Reputation: 317
I am working with Spark 2.1 (scala 2.11).
I want to load json formatted strings with a defined schema , from a dataframe into another dataframe . I have tried out some solutions but the least expensive turns out to be the standard column function from_json . I tried out an example(https://jaceklaskowski.gitbooks.io/mastering-spark-sql/spark-sql-functions-collection.html#from_json) with this function which is giving me unexpected results .

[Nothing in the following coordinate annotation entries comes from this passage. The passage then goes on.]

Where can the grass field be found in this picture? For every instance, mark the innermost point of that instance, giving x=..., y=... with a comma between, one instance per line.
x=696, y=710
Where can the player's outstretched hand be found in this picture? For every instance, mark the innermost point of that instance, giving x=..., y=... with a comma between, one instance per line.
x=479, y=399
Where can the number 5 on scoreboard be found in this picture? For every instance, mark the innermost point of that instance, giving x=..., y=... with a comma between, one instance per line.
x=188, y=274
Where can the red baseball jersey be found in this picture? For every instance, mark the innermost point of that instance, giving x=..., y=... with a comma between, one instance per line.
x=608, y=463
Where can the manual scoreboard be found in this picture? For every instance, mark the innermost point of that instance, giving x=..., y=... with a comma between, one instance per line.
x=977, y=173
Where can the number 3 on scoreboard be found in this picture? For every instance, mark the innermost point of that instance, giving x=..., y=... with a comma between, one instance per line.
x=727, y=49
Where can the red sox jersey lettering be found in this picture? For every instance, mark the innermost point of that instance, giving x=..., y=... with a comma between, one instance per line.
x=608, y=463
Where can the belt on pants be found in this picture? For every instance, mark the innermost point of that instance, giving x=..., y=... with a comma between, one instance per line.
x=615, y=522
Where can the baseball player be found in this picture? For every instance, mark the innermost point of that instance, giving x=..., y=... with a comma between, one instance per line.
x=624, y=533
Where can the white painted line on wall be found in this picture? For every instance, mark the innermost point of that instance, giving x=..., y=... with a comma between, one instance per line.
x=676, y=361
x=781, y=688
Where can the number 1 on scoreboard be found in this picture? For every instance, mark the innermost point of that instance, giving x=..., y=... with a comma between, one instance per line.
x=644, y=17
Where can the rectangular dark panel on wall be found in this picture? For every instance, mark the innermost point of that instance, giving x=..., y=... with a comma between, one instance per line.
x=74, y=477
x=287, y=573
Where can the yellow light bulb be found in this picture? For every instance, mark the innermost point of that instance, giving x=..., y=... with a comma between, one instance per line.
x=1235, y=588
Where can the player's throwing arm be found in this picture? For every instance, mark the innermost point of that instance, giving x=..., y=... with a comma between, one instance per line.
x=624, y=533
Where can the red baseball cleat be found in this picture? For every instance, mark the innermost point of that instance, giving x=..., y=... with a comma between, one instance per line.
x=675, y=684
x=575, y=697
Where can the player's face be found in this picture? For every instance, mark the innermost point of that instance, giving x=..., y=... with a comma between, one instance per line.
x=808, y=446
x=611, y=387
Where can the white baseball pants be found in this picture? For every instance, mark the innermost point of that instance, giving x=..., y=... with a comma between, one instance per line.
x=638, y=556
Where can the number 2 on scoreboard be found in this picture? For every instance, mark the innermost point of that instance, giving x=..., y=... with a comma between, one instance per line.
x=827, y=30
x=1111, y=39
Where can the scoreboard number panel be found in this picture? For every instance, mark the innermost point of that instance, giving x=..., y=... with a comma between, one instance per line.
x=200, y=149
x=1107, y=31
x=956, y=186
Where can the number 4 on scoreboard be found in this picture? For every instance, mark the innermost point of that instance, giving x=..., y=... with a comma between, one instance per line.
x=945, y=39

val df = spark.read.text("testFile.txt")
df.show(false)
+----------------+
|value |
+----------------+
|{"a": 1, "b": 2}|
|{bad-record |
+----------------+
df.select(from_json(col("value"),
StructType(List(
StructField("a",IntegerType),
StructField("b",IntegerType)
))
)).show(false)
+-------------------+
|jsontostruct(value)|
+-------------------+
|[1,2] |
|null |
+-------------------+
This behavior is similar to mode:PERMISSIVE which is not the default . By default , it is set to FAILFAST mode meaning it should throw an exception whenever the input data & enforced schema are not matching.
I tried the load the testFile.txt with DataFrameReader(JSON DataSource and FAILFAST mode ) and successfully caught an exception.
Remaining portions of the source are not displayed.